He cannot be brought to account for encouragement of robberies, hijackings and rape so regrettably common in this time of transition from long eras of repression during which state brutality taught violence to our people generations before the options of freedom in solving life’s problems were opened to them. I ask M’Lord’s indulgence for this last digression …

The climate of violence bears some serious responsibility for the act the accused committed, yes; because of this climate, the gun was there. The gun was lying around in the living-room, like a house cat; on a table, like an ashtray. But the accused bears no responsibility whatever for the prevalence of violence; the court has accepted undeniable evidence that he had never before displayed any violent tendencies whatever, and heaven knows there were occasions when life with that young woman might have expected it. He was, indeed, a citizen who — to appropriate a term from my Learned Friend — upheld ‘acceptable standards’ of social order. His conduct condoned neither hijacking, robbery nor rape.

We are left with the conclusion that my Learned Friend is himself making a moral judgment on sexual preference, sexual activity, specifically homosexual activity when he speaks of the accused’s co-occupancy of ‘a house where none of the acceptable standards of order’ was maintained. He thus classifies sexual relations along with the lack of proper care of a dangerous, a lethal weapon as equal examples of transgression of such acceptable standards.
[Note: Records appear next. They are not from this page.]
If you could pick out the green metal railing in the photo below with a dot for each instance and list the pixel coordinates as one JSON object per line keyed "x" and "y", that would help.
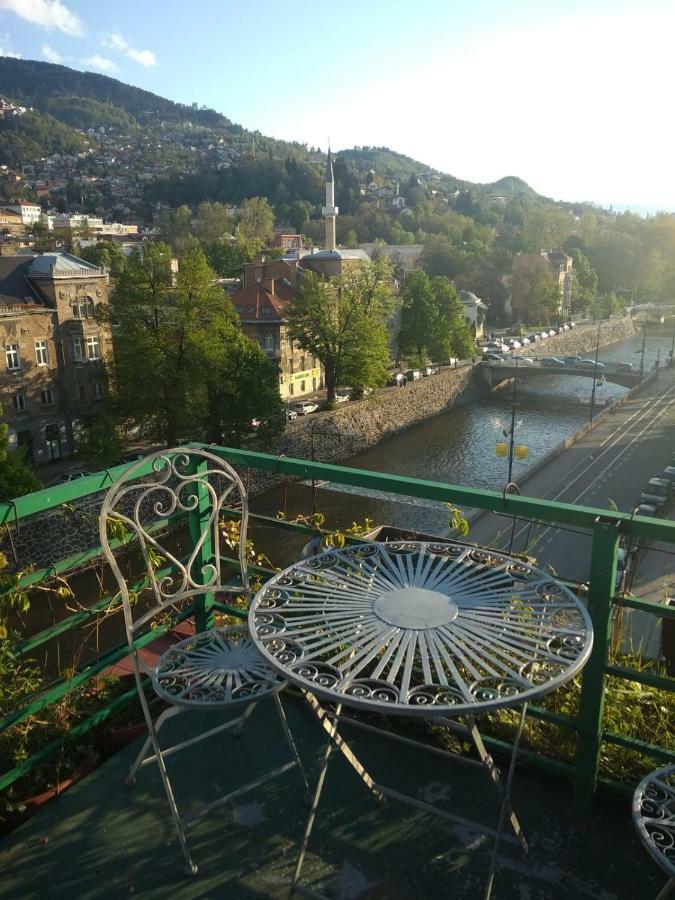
{"x": 605, "y": 528}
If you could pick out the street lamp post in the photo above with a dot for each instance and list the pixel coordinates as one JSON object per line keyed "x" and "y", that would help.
{"x": 514, "y": 397}
{"x": 595, "y": 374}
{"x": 642, "y": 357}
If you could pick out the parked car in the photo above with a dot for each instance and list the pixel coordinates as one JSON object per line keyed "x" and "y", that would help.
{"x": 656, "y": 492}
{"x": 305, "y": 408}
{"x": 360, "y": 393}
{"x": 72, "y": 476}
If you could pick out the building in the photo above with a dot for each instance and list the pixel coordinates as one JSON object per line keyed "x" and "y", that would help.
{"x": 11, "y": 222}
{"x": 262, "y": 305}
{"x": 30, "y": 214}
{"x": 561, "y": 267}
{"x": 474, "y": 312}
{"x": 288, "y": 240}
{"x": 53, "y": 347}
{"x": 530, "y": 275}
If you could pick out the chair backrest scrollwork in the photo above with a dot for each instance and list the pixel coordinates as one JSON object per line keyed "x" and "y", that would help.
{"x": 139, "y": 505}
M’Lord, the accused has not appeared before you on a charge of homosexual activity with a consenting adult; neither could this be a charge, under the new Constitution, where such relations are recognized as the right of individual choice. Homosexual relationships, such as existed in the common household, are commensurate with ‘acceptable standards’ in our country.

The court has made a majority decision that the murder to which the accused has admitted was not premeditated. While regarding with its privilege of learned scepticism the conflicting testimonies of the psychiatrists, the court has come to its own opinion that, nevertheless, the crime was committed in a state of criminal responsibility and declared this decision in judgment. Yet there remains that in the course of the trial there has been much debate on this vital issue, and debate, it must be admitted, implies that a certain degree of doubt, a question mark, hangs over it. This degree of doubt merits being taken seriously as augmenting the consideration of extenuating circumstances granted in the judgment.

Ah-hêh … Finally — when calling for a sentence commensurate with the wrong-doing of the individual, the State needs to keep in mind the philosophy of punishment as rehabilitation of an individual, not as condemnation of the putative representative of society’s present ills whose punishment therefore must be harsh and heavy enough to deal with collective guilt. Our justice has suspended the death sentence; we must not seek to install in its place prejudices that inflict upon any accused punishment in addition to, in excess of that commensurate with the crime he has committed, and the circumstances in which it was committed, The mores of our society are articulated in our Constitution, and our Constitution is the highest law of the land. My Learned Friend for the State speaks with the voice of the past.—

Now there begins some preamble from the judge that will not be remembered with any accuracy because all sense is deafened in strain towards what was going to come from him: the last word.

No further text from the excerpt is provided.